## CSCI 470 Activities and Case Studies

1. For all activities, you are allowed to collaborate with a partner. 
1. For case studies, you should work individually and are **not** allowed to collaborate.

By filling out this notebook and submitting it, you acknowledge that you are aware of the above policies and are agreeing to comply with them.

Some considerations with regard to how these notebooks will be graded:

1. You can add more notebook cells or edit existing notebook cells other than "# YOUR CODE HERE" to test out or debug your code. We actually highly recommend you do so to gain a better understanding of what is happening. However, during grading, **these changes are ignored**. 
2. You must ensure that all your code for the particular task is available in the cells that say "# YOUR CODE HERE"
3. Every cell that says "# YOUR CODE HERE" is followed by a "raise NotImplementedError". You need to remove that line. During grading, if an error occurs then you will not receive points for your work in that section.
4. If your code passes the "assert" statements, then no output will result. If your code fails the "assert" statements, you will get an "AssertionError". Getting an assertion error means you will not receive points for that particular task.
5. If you edit the "assert" statements to make your code pass, they will still fail when they are graded since the "assert" statements will revert to the original. Make sure you don't edit the assert statements.
6. We may sometimes have "hidden" tests for grading. This means that passing the visible "assert" statements is not sufficient. The "assert" statements are there as a guide but you need to make sure you understand what you're required to do and ensure that you are doing it correctly. Passing the visible tests is necessary but not sufficient to get the grade for that cell.
7. When you are asked to define a function, make sure you **don't** use any variables outside of the parameters passed to the function. You can think of the parameters being passed to the function as a hint. Make sure you're using all of those variables.
8. Finally, **make sure you run "Kernel > Restart and Run All"** and pass all the asserts before submitting. If you don't restart the kernel, there may be some code that you ran and deleted that is still being used and that was why your asserts were passing.

# Deep Learning - Recurrent Neural Networks

In [1]:
import tensorflow as tf
from tensorflow.keras.preprocessing import sequence
from tensorflow.keras.layers import SimpleRNN, GRU, LSTM, Embedding, Dense
from tensorflow.keras import Sequential
from tensorflow.keras.datasets import imdb

We will be using the IMDB dataset outlined in the keras documentation [here](https://keras.io/datasets/#imdb-movie-reviews-sentiment-classification). We will be applying a supervised learning application to text where we predict the sentiment of the IMDB reviews.

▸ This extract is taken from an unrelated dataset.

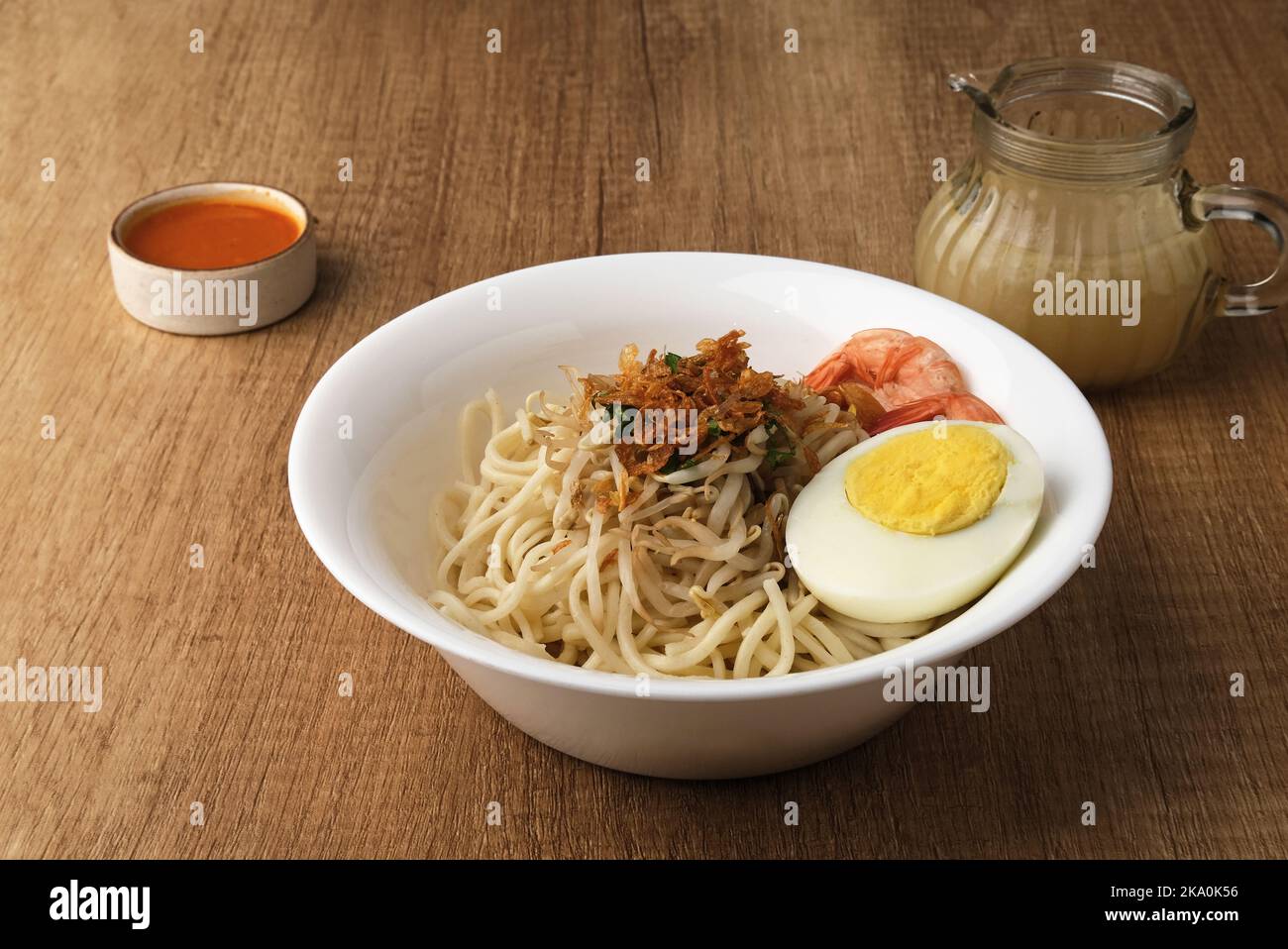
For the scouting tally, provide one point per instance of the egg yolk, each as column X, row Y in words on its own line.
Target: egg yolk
column 928, row 481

Take a look at the imports above. For the RNN based imports see the [RNN documentation](https://keras.io/layers/recurrent). For preprocessing using `sequence` see the [sequence documentation](https://keras.io/preprocessing/sequence). For Embedding, see the [Embedding documentation](https://keras.io/layers/embeddings/).

From the Keras documentation, linked above:
>"This is a dataset of 25,000 movies reviews from IMDB, labeled by sentiment (positive/negative). Reviews have been preprocessed, and each review is encoded as a list of word indexes (integers). For convenience, words are indexed by overall frequency in the dataset, so that for instance the integer "3" encodes the 3rd most frequent word in the data. This allows for quick filtering operations such as: "only consider the top 10,000 most common words, but eliminate the top 20 most common words."

In [2]:
maxlen = 100 # Only use sentences up to this many words
n = 20000 # Only use the most frequent n words
(x_train, y_train), (x_test, y_test) = imdb.load_data(num_words=n)

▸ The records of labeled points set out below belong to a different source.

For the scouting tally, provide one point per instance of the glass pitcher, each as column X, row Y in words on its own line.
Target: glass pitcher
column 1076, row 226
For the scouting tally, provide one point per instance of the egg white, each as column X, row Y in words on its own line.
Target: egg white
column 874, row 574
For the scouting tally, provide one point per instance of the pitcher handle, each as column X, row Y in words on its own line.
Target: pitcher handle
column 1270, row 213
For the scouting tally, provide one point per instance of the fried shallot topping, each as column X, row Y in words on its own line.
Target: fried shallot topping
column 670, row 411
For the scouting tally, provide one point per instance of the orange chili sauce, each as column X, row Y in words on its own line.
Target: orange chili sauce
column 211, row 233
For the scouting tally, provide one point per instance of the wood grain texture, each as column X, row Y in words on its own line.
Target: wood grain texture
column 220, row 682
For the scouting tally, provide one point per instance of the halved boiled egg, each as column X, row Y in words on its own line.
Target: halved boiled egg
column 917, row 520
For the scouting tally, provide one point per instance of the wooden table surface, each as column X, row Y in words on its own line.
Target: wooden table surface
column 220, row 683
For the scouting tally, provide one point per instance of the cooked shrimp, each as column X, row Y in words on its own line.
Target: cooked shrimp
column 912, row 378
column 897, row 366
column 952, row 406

Downloading data from https://storage.googleapis.com/tensorflow/tf-keras-datasets/imdb.npz


In [3]:
x_train.shape

(25000,)

In [4]:
x_test.shape

(25000,)

In [5]:
for i in range(10):
    print(f"Element {i} has a length of {len(x_train[i])}")

Element 0 has a length of 218
Element 1 has a length of 189
Element 2 has a length of 141
Element 3 has a length of 550
Element 4 has a length of 147
Element 5 has a length of 43
Element 6 has a length of 123
Element 7 has a length of 562
Element 8 has a length of 233
Element 9 has a length of 130


In [6]:
x_train[0][:10]

[1, 14, 22, 16, 43, 530, 973, 1622, 1385, 65]

In [7]:
x_train = sequence.pad_sequences(x_train, maxlen=maxlen)
x_test = sequence.pad_sequences(x_test, maxlen=maxlen)

In [8]:
x_train.shape, x_test.shape

((25000, 100), (25000, 100))

Each data sample is a sequence of integers that represent the index of the word in our vocabulary. This saves on storage when compared to a vector that's as long as our vocabulary with all 0's and just one 1 as discussed in the lecture. We will be using the [Embedding layer](https://keras.io/layers/embeddings/) to adapt this for our neural network.

In [9]:
print(f"All values of the targets are integers with the following max and min values")
print(f"{y_train.max()}, {y_train.min()}")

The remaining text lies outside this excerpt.